The “athleisure” megatrend of comfortable fashion sportswear has become a cross-sphere statement and one of the fastest-growing segments in the lifestyle and clothing industry. While total retail sales stagnated in America, sportswear sales increased 24% in 2018. According to NPD Group, the US market research firm, this segment has continued to grow in 2019. In 2017, Adidas recorded sales of EUR 3.8 billion in North America, the strongest sporting goods market, 35 percent up on the previous year. Last year, the pioneer of this trend, the Canadian yoga brand Lululemon, achieved record sales, and in the second quarter of this year it was able to almost double its profit, to EUR 623 million. The athleisure wave is unbroken and is continuing to anchor itself. According to Forbes, the US business magazine, the market for athleisure could reach 232 billion dollars globally by 2024. Further growth is emerging in Asia, where this trend is just starting. Given these figures, it may lead you to think that people are becoming sportier, but this is far from true. The NPD Group discovered that nearly half of sportswear purchased was worn as everyday wear for leisure time, at work or at school.

LEFT & RIGHT: A reptile look is ideal for reflective areas on the breathable fabric. Plasticity is created by the pattern and the wearer is more visible. MIDDLE: The Lululemon brand has a functional range with breathable and moisture-wicking fabric. ©Lululemon.


Megatrends “New Work” and “Health”

An additional factor in the unstoppable success of the athleisure lifestyle is globalisation and digital transformation. This requires more mobility and individualisation and has subsequently triggered structural change in our society. One indication of this is the increasing blurring of the boundaries between work and private life, which in turn has changed our way of living, working and dressing. Our time is also in short supply, resulting in the boundaries disappearing. More and more people today are carrying out their work sitting or at a computer and therefore as a whole do not move enough. Maybe this is why the new Y and Z Generation Sport and Health has become a focus of interest. The athleisure trend is closely linked to the two megatrends “new work” and “health”. In the future, functionality and convenience will be a central theme for all areas of our life. Therefore, outfits need to be straightforward, flexible and appropriate for different functions, in order to be able to wear the look in the office, outside, at an exhibition or restaurant or at university. Sneakers have now become an indispensable part of our everyday life. Even just wearing sportswear sometimes gives us the feel of being healthier and fitter.

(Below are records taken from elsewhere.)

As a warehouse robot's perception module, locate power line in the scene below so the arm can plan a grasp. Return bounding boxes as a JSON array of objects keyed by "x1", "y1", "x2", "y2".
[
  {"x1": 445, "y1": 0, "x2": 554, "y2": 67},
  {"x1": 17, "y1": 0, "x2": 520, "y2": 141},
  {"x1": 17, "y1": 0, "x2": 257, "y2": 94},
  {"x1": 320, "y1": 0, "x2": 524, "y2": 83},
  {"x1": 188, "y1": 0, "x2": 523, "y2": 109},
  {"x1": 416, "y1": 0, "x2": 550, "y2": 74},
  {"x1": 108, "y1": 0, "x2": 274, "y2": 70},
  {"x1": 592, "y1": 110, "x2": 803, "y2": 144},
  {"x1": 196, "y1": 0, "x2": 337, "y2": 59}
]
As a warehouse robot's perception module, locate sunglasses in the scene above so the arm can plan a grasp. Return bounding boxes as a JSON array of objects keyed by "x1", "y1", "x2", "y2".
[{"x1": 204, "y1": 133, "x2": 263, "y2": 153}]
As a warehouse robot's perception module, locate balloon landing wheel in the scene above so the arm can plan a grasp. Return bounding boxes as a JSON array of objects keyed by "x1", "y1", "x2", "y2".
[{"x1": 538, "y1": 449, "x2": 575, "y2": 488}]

Only as far back as seven years ago, the fashion and sportswear divisions were separate. Whilst fashion designers have always been inspired by sportswear detail and material, it did not occur to anyone to actually wear these outfits for sport. Until then, the style transfer was one-sided, from sportswear to fashion. But now anything seems possible. Wherever you look, you can see waterproof zips, drawstring, skin-tight mesh tops, sweatbands, all types of rucksacks with dangling water bottles. Sneakers now look like neoprene socks and can be found not only in the gym, but also in luxury boutiques. It is now normal to combine cashmere sweatpants with high heels or wear fine wool bomber jackets. Anyone wearing sweatpants represents the new status symbol of fitness, discipline and a healthy lifestyle. Thanks to athleisure, there is only a fine line between the fitness look and cool fashion outfits.

The Lululemon collection has a reflective range with 360° reflectivity, which makes the wearer more visible. ©Lululemon.